Activists stage a protest in solidarity with the Windrush generation (PA)
Activists stage a protest in solidarity with the Windrush generation (PA)

MPs are calling for the resignation of Home Secretary Amber Rudd over the Windrush scandal.

Shadow foreign secretary Emily Thornberry has blasted the failures and said the entire controversy pointed at ‘something rotten at the heart of Government’.

Speaking on BBC One’s Andrew Marr Show, Ms Thornberry, also criticised Prime Minister Theresa May and her time at the Home Office.

Shadow chancellor John McDonnell has added his voice to those calling for Amber Rudd to resign.

Mr McDonnell, speaking to ITV’s Peston on Sunday, said Ms Rudd needed to accept ‘her responsibilities’ and step down.

He said: ‘The Home Secretary, who’s the Home Secretary now, should accept her responsibilities and just as Theresa May way back when we were in power, when Labour was in government, was calling for ministers to take their responsibilities and resign, I believe Amber Rudd should go.’

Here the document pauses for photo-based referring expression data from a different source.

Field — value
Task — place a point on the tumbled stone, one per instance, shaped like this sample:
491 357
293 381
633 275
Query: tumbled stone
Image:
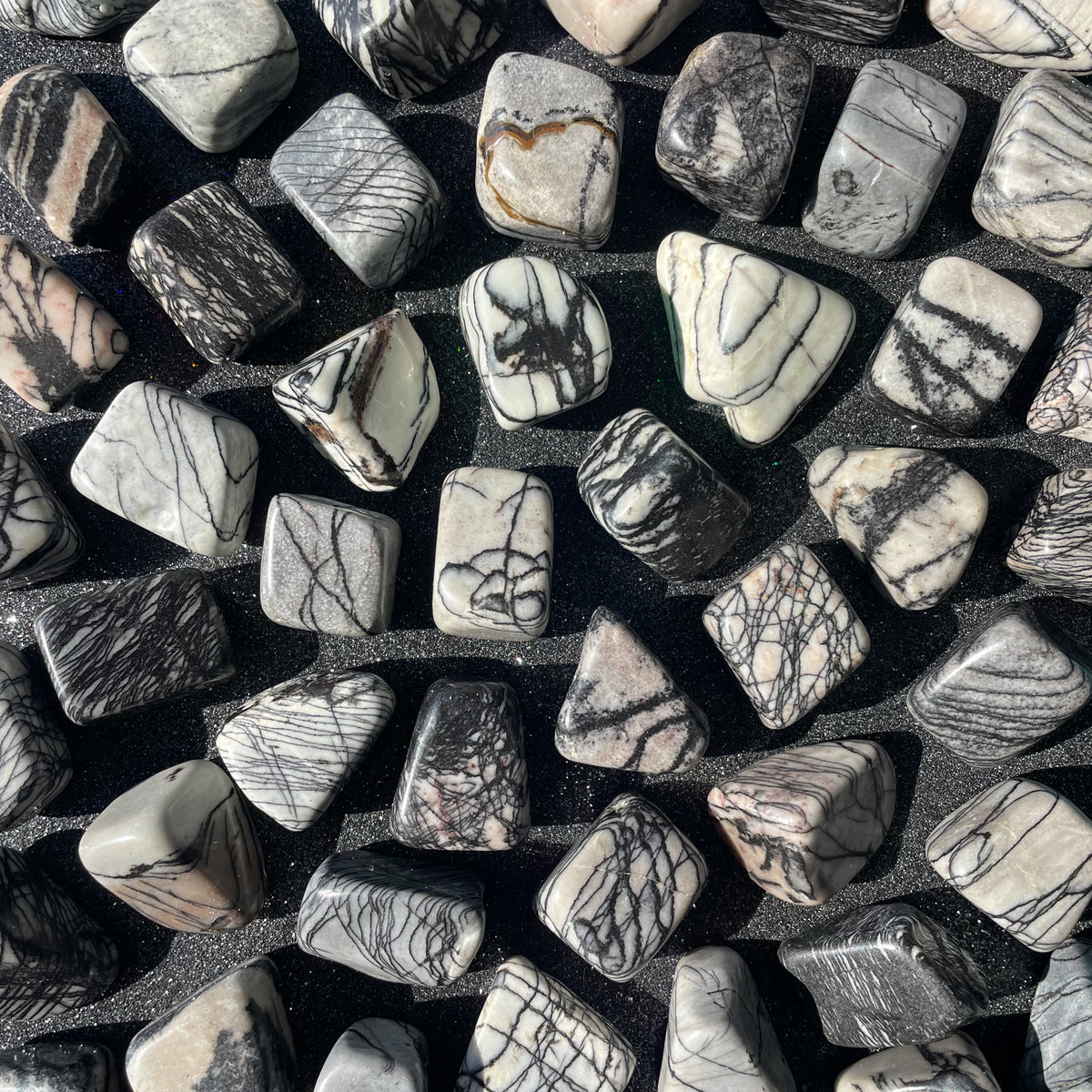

MPs are calling for the resignation of Home Secretary Amber Rudd (PA)
MPs are calling for the resignation of Home Secretary Amber Rudd (PA)

Meanwhile, Justice Secretary David Gauke said the Home Secretary should not resign.

He told the BBC: ‘No, absolutely, because when it comes down to it, the central policy is right.

‘Clearly, there have been very significant failures in terms of how this has been implemented.

‘I think it is right that both the Home Secretary and Prime Minister have apologised for this.’

Asked if he felt ashamed about what had happened, Mr Gauke said: ‘Yes. It is wrong what has happened. It should not have happened.’

Tory former minister Baroness Warsi said that the story of Windrush migrants being prevented from healthcare was a “tragedy”.

She said: ‘It could have been my family, my grandfather arrived here in the fifties and my parents arrived here in the sixties, and I know growing up the paranoia that they had about paperwork and passports.

‘I think that came from a deep-rooted concern amongst other things from the rhetoric we were hearing from the likes of Enoch Powell that there may come a day when they would be told to leave.

‘I think 50 years on it’s tragic that very scenario that so many migrants and descendants of migrants lived with fear of came true during the Windrush tragedy.’